Hugh Somerville Knapman OSB
My intended reading for Christmas is adventurous in its extent, but perhaps not quite as cutting-edge as others. First up is The Primacy of Love by the priest-theologian August Adam. It employs the 1957 English translation of the original German work first published in 1931, with an introduction by theologian Ulrich Lehner. The book was controversial in its day for seeking to rebalance the place of marriage and sexuality within moral theology in light of a broader Catholic tradition; it influenced the teaching of both John Paul II and Benedict XVI. Next is The Heart of James McAuley by Peter Coleman. This Australian poet and convert was involved in lively political and cultural debates in the 1940s and 50s; more importantly for me, he collabor-ated with the composer Richard Connolly to produce vernacular hymnody at the time of the liturgical reform, producing hymns with words and music far superior to most other contemporary efforts. Lastly, for dipping into, are the first three (of the planned six) volumes of Denis the Carthusian: Commentary on the Davidic Psalms. This is the first English translation of this influential and insightful 15th-century monk’s remarkably Christocentric study of the Church’s scriptural hymnbook.
Serenhedd James
So many books; so little time. If only there was some way in which the Christmas octave could be metaphysically stretched into a month – then I could really get stuck into the pile that is taunting me from the bedside table. For beauty, I must take up Antonio Forcinello’s The Sistine Chapel: History of a Masterpiece. Just when you think you know about a subject, Forcinello turns it on its head. Is Michaelangelo’s famous work there for the glory of God, or as power-play for the aggrandisement of the Renaissance papacy, or for the vaunting of the artist’s spectacular talents?
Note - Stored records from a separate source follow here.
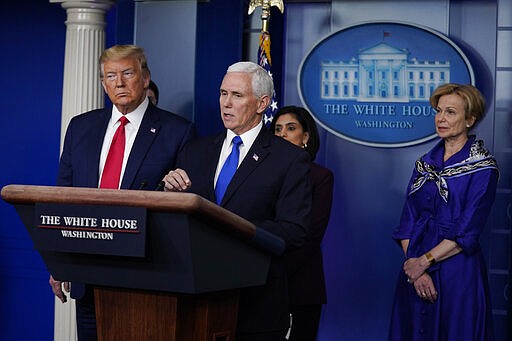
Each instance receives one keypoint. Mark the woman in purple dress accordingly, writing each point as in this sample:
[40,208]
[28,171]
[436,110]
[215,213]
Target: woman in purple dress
[442,291]
[304,266]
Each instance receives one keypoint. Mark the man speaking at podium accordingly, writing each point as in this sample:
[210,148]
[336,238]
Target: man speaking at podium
[258,176]
[131,145]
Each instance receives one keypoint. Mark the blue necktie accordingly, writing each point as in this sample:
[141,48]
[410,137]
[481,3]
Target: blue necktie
[228,169]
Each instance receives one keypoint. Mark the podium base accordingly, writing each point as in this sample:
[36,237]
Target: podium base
[127,314]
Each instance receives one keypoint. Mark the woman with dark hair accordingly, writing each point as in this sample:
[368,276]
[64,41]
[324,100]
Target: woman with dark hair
[306,283]
[442,292]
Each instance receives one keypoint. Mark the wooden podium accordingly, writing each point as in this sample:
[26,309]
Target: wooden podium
[185,285]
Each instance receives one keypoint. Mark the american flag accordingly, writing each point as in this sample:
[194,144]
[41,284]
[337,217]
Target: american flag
[266,62]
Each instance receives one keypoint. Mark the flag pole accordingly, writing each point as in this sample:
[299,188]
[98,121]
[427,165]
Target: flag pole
[264,58]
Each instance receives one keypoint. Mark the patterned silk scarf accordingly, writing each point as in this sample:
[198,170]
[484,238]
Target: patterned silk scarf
[479,159]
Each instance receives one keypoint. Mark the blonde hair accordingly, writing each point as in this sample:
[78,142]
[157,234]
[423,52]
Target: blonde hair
[118,52]
[474,101]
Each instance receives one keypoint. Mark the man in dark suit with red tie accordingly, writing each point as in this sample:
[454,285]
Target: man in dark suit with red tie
[269,187]
[130,145]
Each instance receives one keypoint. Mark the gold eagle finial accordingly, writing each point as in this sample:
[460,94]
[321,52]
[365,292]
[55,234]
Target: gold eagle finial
[265,9]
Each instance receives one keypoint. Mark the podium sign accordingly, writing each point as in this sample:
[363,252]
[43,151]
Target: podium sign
[90,229]
[196,256]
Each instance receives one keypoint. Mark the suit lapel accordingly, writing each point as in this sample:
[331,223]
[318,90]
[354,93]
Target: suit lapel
[254,158]
[212,158]
[148,130]
[96,143]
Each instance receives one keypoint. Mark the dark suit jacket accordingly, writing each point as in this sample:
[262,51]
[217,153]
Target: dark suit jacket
[306,281]
[160,138]
[271,189]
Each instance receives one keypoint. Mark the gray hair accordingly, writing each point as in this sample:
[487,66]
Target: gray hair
[262,83]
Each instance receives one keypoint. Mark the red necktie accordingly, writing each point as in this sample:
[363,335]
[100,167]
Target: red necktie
[114,162]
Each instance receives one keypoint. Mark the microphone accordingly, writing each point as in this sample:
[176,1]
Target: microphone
[160,186]
[143,184]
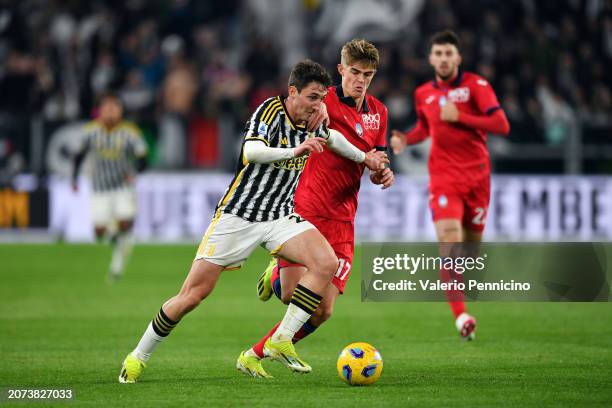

Of course, it’s an element of all three. For poetry I have Mark Walton’s Catholic Poems to Uplift the Soul, which the author was kind enough to send me earlier in the year; for history I’m rather taken with Nicholas Boys Smith’s No Free Parking: the Curious History of London’s Monopoly Streets, which thudded onto the doormat recently. Finally, for fiction I have Charles Lambert’s The Bone Flower, published by Gallic Press, a fresh take on Gothic horror which will be perfect on a cold and stormy night with the curtains drawn tight and a fire blazing in the grate.